Carver Barracks is a British Army base on the former site of RAF Debden, approximately 1 mile north of the village of Debden, in Essex. The nearest town is Saffron Walden. It is occupied by explosive ordnance disposal & search regiments of the Royal Engineers.

==History==
The airfield was built in 1935–37 and the runways laid in 1940. It was first occupied by the Royal Air Force (RAF), followed by the United States Army Air Forces (USAAF) in September 1942. It was returned to RAF control on 5 September 1945. After the RAF withdrew from the station in 1974, the site was handed to the British Army and re-established as Carver Barracks in 1975. The barracks were named after Field Marshal Lord Carver, a former Royal Tank Regiment officer.

In the 1980s, Carver Barracks was home to the 1st The Queen's Dragoon Guards, the 13th/18th Royal Hussars, the 9th/12th Royal Lancers and the 16th/5th The Queen's Royal Lancers – all armoured reconnaissance regiments.

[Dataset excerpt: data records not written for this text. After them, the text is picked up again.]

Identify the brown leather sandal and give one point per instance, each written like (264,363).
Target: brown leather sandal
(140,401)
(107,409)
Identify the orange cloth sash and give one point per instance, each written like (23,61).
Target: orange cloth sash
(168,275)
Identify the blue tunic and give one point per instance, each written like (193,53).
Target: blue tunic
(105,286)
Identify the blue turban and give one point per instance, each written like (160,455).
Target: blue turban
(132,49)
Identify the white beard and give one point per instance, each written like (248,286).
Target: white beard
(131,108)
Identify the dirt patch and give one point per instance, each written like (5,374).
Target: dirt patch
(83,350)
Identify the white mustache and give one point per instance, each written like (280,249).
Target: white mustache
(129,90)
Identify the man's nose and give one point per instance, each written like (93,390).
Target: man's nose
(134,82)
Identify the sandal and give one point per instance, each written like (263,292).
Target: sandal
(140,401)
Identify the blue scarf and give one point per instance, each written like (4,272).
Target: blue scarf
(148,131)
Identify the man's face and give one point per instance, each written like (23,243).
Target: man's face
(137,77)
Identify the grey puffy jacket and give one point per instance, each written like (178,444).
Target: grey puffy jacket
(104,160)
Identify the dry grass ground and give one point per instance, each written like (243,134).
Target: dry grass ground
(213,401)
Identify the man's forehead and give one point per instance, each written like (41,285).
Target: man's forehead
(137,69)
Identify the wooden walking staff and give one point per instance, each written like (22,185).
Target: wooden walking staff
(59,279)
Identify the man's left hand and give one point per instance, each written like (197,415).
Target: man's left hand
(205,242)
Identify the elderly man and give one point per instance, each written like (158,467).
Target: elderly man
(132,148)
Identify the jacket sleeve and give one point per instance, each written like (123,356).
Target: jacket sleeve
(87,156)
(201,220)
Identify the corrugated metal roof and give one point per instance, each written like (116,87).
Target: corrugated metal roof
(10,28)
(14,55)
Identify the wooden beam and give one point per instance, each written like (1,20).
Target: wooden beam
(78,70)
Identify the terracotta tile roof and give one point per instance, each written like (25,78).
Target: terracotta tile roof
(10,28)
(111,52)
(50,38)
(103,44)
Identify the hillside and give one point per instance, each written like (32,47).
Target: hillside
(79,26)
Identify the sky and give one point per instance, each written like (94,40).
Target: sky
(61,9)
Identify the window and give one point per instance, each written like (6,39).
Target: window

The site is now home to 33 Engineer Regiment (Explosive Ordnance Disposal and Search) and 35 Engineer Regiment (Explosive Ordnance Disposal).

== Based units ==
The following units are based at Carver Barracks.

- 33 Engineer Regiment (EOD&S), Royal Engineers
- 35 Engineer Regiment (EOD&S), Royal Engineers

== Future ==
In November 2016, the Ministry of Defence announced that the site would close in 2031 as part of the Better Defence Estate plan. In November 2021, it was announced that Carver Barracks would be retained and remain open to support the delivery of Future Soldier.